BIDEN: Today I’m going to sign a few executive orders / Today I’ve approved a new executive order / But today I’m about to sign two executive orders…
And that’s not unusual. All presidents have a stack of orders awaiting their signature on day one. But President Biden has been signing them at an especially furious pace, rewriting policy on immigration, energy, climate change, abortion and more.
REICHARD: The last several U.S. presidents have looked to test the limits of their executive powers. You could make the case that those powers are expanding.
Gene Healy is a vice president at the Cato Institute and is here to talk about all things executive orders.
GENE HEALY, GUEST: Hey, thanks for having me on.
REICHARD: First of all, we hear a couple of different terms: executive orders and executive actions. Or proclamations and memorandums. Are these the same things?

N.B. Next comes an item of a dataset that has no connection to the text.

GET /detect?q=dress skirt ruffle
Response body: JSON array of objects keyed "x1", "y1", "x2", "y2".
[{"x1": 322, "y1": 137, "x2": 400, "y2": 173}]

HEALY: No. They’re all forms of unilateral action. But an executive order is a specific form that gets tabulated in the federal register. An executive order can be everything from there’s a periodic executive order to give a half day closing early on Christmas Eve for federal workers. But then executive orders have been things like Japanese internment under FDR, wage and price controls under Nixon. So, you really have to know the details of what’s in a particular unilateral action before you can say whether it’s something to be concerned about or not.
REICHARD: When did executive orders become a tool for presidents?
HEALY: In a sense they’ve always been there. The law doesn’t execute itself, so presidents from George Washington on have put their names on a piece of paper that has some action carried out as a consequence. But what’s happened over particularly from the mid-20th century on is an increasing number of these start to look more like law.
REICHARD: Do you think executive orders are changing the presidency? Would you go that far?
HEALY: They’ve become an increasingly important weapon. Increasingly it’s becoming who gets to come in the country and who gets to stay, what the rules are going to be at colleges and universities for sexual assault cases. So, very broad directives that impact a lot of people’s lives. And this wasn’t really the way the law was supposed to be made. The law was supposed to be made through deliberation and consensus. You have two houses of Congress and the president have to agree on something. Increasingly what’s happening is you’re just whipsawed from one administration to the next and that is really no way to run a country.
REICHARD: How do you think President Biden’s use of executive orders so far compare to previous recent presidents?
HEALY: Well, he’s come out of the gate especially fast. By any standard, he has at this point in his presidency, he’s using unilateral action more rapidly than his two previous predecessors have. And, you know, President Trump ramped up the use of executive orders from President Obama. And, predictably, the people on the red team who complained about the blue team’s president’s executive orders are now on the other side complaining about Biden’s executive orders. But, I think in the bigger picture, one of the arguments that Hamilton made for energy in the executive was that it was supposed to lead to steady administration of the laws. And I think in the modern context it leads to anything but steady administration of the laws. What you have is essentially the laws being changed by the stroke of a pen from one presidency to the next.
REICHARD: Let’s talk about constraints. Are there legal constraints that confine executive orders?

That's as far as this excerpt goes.